Possible joy—probable heartache. The choice remained Garnet’s alone, since she could not depend on the hope of divine intervention. She possessed neither Jacob’s unswerving faith, Meredith’s stubborn optimism, nor even Leah’s skepticism. And yet . . . freedom of choice was a gift from God as surely as the Son He had sacrificed because of it.
Slowly her hands lifted. She began to untie the ribbons with fingers that felt like jumbled kindling. Even more slowly she pulled the bonnet from her head.
Sloan, of course, had seen her without the bonnet, and had even seen her partially unclothed. This was different, and she knew they were both aware of the difference. The cloying summer air seemed to collapse, pressing down, forcing air from her lungs. A bead of moisture slipped down her temple. A rebellious strand of hair, freed from restraint, drifted along her cheek, tickled her chin.
“Thank you.” Sloan’s hands covered hers, gently prying her fingers away from their death grip on the bonnet. His gaze, serious, absorbed, moved over her face, lingering on the strand of hair. “The first time I saw you,” he murmured almost absently, “I wondered about the color of your hair.
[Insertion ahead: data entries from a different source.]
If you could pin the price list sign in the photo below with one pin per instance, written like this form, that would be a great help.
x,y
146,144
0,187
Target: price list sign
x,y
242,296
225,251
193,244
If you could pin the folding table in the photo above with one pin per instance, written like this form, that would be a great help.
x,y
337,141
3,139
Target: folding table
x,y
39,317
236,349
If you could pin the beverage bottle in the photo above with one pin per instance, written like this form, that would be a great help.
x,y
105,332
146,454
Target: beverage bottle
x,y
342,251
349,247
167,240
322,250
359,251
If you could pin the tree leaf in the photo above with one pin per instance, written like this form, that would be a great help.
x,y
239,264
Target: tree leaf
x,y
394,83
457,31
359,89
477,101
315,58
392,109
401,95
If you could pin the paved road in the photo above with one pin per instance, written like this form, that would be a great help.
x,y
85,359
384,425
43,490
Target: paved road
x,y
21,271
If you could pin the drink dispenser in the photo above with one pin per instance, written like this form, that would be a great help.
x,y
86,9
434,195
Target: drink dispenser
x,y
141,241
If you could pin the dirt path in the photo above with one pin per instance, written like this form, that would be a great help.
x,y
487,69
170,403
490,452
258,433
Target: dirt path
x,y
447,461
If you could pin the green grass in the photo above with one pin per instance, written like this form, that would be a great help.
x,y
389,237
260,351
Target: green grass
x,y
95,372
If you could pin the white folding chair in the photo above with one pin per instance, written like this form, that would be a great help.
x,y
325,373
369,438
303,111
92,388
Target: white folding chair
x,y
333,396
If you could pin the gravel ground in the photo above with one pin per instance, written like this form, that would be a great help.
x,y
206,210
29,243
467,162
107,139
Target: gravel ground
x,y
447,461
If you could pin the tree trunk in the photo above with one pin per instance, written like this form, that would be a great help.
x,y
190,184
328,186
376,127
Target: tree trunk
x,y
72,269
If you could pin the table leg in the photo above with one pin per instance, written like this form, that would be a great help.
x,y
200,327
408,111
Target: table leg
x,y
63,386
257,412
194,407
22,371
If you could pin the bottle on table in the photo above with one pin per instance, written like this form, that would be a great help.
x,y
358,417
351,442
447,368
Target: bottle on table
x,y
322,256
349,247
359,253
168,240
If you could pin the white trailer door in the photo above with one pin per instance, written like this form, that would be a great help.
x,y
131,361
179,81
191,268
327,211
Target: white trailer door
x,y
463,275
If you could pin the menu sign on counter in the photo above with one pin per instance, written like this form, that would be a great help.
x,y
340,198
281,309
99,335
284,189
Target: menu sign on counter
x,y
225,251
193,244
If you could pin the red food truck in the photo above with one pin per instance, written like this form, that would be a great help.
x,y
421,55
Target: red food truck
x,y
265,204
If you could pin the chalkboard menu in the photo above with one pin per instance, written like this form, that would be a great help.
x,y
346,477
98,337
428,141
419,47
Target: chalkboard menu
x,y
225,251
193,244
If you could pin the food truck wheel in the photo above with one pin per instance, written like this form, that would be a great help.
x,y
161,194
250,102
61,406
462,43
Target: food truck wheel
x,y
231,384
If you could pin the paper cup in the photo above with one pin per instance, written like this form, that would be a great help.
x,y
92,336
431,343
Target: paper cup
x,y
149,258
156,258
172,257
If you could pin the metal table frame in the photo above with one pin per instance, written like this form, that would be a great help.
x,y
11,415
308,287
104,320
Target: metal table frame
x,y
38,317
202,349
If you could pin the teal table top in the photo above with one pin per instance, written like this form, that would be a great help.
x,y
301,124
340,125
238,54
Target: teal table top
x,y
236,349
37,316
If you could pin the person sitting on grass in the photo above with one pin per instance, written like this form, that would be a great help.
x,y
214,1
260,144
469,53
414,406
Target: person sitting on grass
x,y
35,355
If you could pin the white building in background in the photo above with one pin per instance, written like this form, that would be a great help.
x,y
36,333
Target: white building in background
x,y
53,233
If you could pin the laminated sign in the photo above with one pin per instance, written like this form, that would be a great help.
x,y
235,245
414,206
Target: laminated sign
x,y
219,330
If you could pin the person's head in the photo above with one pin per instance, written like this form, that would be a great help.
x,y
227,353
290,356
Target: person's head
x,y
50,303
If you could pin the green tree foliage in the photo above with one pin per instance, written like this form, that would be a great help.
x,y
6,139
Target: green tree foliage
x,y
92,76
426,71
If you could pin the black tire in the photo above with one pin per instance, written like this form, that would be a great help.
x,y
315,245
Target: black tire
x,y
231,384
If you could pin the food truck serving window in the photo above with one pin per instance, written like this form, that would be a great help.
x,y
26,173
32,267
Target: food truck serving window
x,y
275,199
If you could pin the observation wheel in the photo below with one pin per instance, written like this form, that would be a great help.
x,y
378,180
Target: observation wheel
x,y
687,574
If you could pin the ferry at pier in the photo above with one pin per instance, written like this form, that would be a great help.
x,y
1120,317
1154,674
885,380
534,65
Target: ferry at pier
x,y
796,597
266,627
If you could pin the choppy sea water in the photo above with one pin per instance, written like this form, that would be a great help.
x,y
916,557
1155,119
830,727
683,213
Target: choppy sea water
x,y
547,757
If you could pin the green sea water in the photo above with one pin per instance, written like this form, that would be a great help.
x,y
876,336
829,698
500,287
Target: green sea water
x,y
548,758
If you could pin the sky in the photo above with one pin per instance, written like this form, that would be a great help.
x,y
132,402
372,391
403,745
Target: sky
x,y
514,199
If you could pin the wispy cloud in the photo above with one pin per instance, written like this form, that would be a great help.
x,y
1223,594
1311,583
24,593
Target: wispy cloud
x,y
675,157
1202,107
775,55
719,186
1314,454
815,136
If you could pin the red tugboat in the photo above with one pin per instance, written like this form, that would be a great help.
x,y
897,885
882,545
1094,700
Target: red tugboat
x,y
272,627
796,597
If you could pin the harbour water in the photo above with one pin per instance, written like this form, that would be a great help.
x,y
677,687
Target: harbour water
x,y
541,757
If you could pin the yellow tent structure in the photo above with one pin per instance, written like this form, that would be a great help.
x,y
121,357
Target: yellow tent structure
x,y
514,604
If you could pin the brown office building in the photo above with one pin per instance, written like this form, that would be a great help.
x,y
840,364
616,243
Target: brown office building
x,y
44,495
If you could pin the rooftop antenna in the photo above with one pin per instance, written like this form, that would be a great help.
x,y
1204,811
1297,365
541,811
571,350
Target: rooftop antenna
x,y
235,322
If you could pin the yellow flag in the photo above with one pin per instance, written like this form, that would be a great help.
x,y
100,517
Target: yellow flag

And I wanted to touch each one of these freckles.”
“My freckles?”
Beneath the mus
tache one of those rare half-smiles appeared. “You sound so astonished. Don’t tell me—you don’t like your freckles either.”
A curl of bewildering heat spiraled from her toes to her flushed freckled cheeks. Embarrassment . . . yearning . . . the chill of hopelessness. “I’ve never been able to do anything about them. Most of the time I forget they’re there, until Mrs. Kibler urges me to try another remedy she’s concocted.”
His eyes had gone all smoky and warm, their expression tender. Yet he wasn’t a physician right now. He was a man. Only in her most secret dreams had a man looked at Garnet like that—seen beyond the red hair, beyond the facade of cheerful indifference.
But she couldn’t stem the rising panic, “Sloan—don’t. I’ve changed my mind. I don’t want this. You didn’t like me at first, I knew it. I sensed it. Whatever you’re doing now . . . it’s even more difficult to bear. If you leave—”
In a move that startled them both, Garnet leaped from the buggy. She took several halting steps, then stopped. Beneath a shaggy-barked sycamore a dogwood tree grew, its slender trunk bowed outward, away from the sycamore as the branches sought the sun. For a moment she stood, her heart thrumming like a flock of panicked birds. Then Garnet pressed her clammy forehead against the smooth trunk and willed the nausea to subside.
She heard Sloan approach and steeled herself.
“I owe you an explanation,” he said.
He made no further statement, nor did he touch her. Garnet’s muscles loosened, one by one, until she was able to face him. She clasped her hands behind her back and leaned against the dogwood. “I want to hear whatever you need to say,” she admitted. “But I’m afraid to ask.”
His breath exhaled a long sigh. “I know. That day, in the kitchen, I was a bad-tempered oaf. My brother used to tell me—” His head jerked suddenly, and the broad shoulders turned as rigid as the Massanutten ridge. “I told you earlier that I didn’t much like people.”